It’s been more than 40 years since I stepped foot on the Asbury Park boardwalk in summer, and an awful lot has happened in the interim. My Uncle Tom was a newlywed then, and had recently bought the house on Grasmere Avenue. Now we’re in New Jersey to celebrate the wedding of his youngest at the chapel out on the grassy point of Sandy Hook, from which, had I brought my binoculars, I could see all the way across the ocean to the Long Island beaches where I spent my childhood summers.

So close I can almost touch it.

The beach will always remind me of my father — his eyes like the sea, the sand like his hair, his mind on the waves, always.

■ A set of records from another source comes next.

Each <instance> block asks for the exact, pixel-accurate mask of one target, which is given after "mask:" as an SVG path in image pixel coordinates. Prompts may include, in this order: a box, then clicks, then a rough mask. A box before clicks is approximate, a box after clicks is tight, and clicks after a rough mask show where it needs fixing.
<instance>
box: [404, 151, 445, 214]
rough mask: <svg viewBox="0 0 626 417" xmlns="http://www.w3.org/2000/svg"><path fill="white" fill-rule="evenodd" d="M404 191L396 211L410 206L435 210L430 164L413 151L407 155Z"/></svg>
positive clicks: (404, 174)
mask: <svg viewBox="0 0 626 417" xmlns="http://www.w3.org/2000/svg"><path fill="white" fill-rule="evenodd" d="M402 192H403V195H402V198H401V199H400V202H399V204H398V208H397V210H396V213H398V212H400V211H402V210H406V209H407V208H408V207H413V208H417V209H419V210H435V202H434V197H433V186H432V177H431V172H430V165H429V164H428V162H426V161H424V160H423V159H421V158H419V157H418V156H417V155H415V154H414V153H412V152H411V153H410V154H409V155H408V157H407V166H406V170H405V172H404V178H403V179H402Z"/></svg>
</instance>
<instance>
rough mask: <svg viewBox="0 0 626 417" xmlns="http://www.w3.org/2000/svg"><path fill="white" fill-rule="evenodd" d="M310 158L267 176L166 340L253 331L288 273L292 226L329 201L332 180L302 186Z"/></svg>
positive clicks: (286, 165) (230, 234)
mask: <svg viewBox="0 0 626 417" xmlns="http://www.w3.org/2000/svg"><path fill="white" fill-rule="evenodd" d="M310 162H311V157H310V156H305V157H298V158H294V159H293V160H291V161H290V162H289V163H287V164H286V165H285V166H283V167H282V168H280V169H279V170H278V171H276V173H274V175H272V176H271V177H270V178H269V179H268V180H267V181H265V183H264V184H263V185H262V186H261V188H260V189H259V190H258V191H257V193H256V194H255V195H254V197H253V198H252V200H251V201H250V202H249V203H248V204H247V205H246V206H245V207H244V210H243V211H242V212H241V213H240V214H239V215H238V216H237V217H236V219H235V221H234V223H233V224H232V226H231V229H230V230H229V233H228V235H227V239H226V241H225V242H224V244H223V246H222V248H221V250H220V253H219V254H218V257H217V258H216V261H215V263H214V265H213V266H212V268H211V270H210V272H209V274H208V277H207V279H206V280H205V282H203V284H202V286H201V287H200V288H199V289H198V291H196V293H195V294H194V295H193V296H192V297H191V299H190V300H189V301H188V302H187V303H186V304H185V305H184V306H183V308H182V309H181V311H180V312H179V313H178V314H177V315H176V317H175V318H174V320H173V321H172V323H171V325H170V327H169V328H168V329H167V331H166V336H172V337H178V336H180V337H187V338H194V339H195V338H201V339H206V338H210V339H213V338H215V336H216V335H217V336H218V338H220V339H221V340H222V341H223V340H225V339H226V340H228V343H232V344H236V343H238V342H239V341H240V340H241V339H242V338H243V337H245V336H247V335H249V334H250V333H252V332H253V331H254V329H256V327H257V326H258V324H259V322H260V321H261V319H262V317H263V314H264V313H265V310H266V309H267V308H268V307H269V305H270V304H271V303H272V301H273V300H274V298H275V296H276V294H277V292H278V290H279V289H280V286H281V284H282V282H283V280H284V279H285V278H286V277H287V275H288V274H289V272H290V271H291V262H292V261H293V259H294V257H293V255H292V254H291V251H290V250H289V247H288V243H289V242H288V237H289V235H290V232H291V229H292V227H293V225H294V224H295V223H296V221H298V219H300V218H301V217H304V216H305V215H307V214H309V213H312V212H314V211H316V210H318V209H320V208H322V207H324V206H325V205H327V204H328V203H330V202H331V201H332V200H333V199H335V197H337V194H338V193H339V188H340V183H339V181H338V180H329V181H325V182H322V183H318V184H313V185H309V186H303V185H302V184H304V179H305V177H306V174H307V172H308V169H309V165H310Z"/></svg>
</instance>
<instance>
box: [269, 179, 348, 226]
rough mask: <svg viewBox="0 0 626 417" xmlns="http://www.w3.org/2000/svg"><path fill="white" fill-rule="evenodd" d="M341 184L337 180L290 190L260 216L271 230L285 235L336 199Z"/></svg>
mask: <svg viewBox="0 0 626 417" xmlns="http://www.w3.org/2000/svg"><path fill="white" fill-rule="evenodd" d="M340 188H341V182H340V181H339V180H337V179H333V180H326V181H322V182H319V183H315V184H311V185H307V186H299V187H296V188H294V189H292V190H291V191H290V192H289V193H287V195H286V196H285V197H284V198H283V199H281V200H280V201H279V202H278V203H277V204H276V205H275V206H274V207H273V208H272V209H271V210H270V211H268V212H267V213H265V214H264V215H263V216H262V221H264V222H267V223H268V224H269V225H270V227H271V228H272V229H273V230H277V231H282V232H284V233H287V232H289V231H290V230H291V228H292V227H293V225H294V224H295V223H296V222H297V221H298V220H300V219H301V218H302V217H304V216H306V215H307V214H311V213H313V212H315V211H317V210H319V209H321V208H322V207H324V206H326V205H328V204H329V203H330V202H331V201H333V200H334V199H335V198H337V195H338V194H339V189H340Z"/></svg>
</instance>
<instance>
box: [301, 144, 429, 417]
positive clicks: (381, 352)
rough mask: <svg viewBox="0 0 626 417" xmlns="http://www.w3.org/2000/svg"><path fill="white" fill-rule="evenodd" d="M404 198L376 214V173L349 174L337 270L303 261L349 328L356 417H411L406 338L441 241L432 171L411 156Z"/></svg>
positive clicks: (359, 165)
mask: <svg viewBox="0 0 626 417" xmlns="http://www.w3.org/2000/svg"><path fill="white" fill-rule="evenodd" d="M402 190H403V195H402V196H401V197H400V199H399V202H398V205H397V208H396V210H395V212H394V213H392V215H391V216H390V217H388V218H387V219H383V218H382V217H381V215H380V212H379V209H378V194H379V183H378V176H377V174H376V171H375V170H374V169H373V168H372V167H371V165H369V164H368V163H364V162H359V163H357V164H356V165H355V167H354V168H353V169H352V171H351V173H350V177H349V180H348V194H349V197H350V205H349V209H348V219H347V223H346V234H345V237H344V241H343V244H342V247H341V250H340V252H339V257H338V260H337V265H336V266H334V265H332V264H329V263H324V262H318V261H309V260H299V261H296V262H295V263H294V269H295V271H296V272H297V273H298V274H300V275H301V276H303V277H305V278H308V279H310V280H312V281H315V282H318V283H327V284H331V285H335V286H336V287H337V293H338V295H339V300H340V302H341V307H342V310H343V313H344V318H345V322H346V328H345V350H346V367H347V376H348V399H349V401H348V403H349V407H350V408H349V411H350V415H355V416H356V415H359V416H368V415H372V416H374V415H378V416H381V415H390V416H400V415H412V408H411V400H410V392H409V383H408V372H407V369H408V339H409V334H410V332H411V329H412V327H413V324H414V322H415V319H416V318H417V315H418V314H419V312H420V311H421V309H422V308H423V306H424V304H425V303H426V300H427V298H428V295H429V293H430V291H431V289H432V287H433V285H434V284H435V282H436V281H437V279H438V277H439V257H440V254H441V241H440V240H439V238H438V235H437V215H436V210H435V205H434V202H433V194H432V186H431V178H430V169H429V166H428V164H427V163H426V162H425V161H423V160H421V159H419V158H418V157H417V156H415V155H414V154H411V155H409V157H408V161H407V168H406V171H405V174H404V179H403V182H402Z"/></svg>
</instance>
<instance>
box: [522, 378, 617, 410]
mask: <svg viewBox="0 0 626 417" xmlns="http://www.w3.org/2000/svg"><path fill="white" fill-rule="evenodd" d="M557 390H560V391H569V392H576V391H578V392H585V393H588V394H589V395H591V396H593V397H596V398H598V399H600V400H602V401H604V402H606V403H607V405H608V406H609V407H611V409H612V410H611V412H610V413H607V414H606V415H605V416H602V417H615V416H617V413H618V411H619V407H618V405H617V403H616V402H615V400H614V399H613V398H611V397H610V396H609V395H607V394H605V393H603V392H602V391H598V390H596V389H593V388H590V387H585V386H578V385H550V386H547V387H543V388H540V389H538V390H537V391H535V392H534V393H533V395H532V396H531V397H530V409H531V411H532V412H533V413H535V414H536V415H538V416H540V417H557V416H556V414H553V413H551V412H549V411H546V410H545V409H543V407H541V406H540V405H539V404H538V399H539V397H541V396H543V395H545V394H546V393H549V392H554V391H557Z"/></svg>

My mother misses his presence at the wedding, I can tell. We all do. But it’s tough to mourn the dead when there’s so much evidence of life here on the shoreline: Pregnant women, new babies, young love, a forever promise, a full dance floor and the tide rolling out and then in, a spectacular sunset breaking through low clouds to paint the sky electric.

No one who was there will ever forget.

My daughter had never seen the beaches of New Jersey. She’d never been the youngest cousin at a wedding before, never enjoyed all that entails. In a couple days she will get on an airplane by herself for the first time in her life, landing in a new city to take the first tentative steps into her own future.

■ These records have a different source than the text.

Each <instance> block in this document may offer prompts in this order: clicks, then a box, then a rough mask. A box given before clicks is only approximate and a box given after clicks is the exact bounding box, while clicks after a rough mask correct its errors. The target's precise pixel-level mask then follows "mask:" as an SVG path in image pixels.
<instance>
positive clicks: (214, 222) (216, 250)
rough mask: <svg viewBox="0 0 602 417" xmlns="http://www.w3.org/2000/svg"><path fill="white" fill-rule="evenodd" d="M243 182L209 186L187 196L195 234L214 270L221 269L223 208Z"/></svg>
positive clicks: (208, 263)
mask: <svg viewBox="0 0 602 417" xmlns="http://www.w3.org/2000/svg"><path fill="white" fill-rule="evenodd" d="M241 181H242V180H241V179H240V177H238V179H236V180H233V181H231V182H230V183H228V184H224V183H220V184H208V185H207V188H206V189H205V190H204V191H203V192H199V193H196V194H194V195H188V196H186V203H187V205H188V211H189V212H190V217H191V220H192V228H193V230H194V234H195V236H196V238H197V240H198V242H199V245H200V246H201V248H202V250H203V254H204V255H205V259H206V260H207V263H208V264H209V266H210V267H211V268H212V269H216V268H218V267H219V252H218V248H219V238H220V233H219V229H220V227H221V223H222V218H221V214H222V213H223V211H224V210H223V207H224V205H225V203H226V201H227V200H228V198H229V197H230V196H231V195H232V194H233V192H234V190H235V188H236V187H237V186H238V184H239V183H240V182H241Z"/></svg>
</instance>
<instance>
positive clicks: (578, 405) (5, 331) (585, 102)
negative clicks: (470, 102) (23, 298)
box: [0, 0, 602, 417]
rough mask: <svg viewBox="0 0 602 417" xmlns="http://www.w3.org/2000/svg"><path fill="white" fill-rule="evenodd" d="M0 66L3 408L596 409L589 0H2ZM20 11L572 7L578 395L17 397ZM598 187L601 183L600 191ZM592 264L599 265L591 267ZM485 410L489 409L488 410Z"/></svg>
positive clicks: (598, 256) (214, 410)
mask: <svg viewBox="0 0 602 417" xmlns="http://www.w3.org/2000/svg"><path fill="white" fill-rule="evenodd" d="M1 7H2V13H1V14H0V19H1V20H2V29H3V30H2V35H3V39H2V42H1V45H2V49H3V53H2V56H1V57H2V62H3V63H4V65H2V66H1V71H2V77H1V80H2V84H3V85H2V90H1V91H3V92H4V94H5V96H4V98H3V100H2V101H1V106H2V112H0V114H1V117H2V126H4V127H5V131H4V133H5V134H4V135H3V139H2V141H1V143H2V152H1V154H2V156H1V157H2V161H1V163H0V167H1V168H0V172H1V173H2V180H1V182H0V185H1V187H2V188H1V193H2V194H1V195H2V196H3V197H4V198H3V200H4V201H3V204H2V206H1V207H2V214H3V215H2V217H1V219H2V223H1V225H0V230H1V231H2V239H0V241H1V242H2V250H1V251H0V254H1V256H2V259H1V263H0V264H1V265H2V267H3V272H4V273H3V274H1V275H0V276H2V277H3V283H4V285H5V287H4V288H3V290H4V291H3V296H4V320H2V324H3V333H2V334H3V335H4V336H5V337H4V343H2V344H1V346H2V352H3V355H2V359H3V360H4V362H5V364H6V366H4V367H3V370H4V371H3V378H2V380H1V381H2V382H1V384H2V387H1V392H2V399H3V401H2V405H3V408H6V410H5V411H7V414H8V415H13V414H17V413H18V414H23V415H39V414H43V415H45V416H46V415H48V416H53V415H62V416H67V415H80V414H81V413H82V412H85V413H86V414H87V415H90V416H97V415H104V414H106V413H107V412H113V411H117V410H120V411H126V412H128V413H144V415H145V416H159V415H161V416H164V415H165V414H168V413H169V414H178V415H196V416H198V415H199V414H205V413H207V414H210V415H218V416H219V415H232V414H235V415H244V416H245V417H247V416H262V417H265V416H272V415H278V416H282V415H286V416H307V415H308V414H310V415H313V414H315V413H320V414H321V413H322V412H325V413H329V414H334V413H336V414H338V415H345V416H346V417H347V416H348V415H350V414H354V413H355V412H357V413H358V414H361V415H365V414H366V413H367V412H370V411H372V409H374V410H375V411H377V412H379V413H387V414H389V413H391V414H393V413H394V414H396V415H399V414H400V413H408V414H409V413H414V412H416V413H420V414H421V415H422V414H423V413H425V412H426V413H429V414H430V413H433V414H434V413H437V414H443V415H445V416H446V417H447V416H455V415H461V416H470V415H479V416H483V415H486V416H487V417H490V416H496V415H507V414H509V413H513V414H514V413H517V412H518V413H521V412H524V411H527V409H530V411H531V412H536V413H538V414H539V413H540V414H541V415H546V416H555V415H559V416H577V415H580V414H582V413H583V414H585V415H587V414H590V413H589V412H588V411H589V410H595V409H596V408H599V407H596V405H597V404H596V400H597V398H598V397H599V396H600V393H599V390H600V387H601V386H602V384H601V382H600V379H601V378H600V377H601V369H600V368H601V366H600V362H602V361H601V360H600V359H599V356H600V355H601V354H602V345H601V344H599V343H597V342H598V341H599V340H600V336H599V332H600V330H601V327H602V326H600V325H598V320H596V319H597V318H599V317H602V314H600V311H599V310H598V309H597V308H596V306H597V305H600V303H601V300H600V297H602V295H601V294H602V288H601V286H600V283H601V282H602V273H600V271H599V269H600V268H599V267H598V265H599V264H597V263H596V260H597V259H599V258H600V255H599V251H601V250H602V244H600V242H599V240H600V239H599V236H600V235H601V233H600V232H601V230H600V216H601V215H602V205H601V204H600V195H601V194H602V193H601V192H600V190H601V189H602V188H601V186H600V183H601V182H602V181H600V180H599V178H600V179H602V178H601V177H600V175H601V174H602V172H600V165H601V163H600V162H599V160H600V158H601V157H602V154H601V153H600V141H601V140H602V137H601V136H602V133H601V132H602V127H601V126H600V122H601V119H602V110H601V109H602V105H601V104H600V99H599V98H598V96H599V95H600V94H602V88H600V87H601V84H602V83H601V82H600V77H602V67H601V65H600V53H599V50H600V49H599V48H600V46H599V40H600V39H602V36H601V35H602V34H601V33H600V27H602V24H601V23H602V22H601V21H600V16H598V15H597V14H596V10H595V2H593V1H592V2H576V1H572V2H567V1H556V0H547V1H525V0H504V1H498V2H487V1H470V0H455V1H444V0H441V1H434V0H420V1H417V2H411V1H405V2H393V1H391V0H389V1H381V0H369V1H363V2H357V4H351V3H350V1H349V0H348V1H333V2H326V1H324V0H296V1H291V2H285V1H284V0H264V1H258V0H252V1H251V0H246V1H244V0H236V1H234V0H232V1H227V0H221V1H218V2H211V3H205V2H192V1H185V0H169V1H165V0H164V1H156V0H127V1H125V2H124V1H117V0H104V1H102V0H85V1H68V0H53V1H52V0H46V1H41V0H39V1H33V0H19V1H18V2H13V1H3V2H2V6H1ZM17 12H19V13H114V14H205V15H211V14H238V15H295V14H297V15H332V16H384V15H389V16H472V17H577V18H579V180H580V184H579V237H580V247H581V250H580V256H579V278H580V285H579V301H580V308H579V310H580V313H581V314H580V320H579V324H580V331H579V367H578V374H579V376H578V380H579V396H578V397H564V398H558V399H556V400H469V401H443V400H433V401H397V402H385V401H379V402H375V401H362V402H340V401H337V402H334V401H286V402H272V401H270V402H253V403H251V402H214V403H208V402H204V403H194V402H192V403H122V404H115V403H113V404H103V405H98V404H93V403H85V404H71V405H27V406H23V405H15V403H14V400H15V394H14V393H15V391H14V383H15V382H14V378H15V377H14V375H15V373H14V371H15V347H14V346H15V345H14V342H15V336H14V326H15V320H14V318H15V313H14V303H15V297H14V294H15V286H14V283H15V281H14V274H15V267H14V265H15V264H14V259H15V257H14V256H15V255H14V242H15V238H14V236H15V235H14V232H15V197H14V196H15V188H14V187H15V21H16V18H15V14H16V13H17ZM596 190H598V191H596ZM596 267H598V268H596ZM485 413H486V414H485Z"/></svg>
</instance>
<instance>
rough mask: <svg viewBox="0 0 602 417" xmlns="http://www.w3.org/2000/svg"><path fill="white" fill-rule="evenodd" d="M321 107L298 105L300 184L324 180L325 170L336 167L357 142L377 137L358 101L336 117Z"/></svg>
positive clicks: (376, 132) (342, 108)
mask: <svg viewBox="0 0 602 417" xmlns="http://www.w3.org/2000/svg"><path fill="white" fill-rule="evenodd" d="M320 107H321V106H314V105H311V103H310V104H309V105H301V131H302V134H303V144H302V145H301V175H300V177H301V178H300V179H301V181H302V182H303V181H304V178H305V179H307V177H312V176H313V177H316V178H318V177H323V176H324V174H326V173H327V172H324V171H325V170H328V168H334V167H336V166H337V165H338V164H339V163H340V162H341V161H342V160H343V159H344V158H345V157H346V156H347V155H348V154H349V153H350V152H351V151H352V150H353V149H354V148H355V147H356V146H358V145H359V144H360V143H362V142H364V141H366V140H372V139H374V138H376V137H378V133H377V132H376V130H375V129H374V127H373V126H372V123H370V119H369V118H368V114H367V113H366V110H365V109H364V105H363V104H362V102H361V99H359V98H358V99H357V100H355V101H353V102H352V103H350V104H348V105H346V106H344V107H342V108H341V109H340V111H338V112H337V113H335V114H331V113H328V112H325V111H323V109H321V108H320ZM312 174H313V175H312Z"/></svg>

These days there’s a pinball museum on the boardwalk at Asbury Park. It was a lot less crowded the last time I was here, in the winter, with my dad. It’s 10 bucks for 60 minutes, long enough for me to get high scores on two machines and play the old mechanical baseball table that also reminds me of my father, ever present, like the soft roar of the ocean.

On the boardwalk, when I was small, the ocean seemed so very far away across that vast expanse of sand. It looks a lot closer now, like I can reach out and touch it.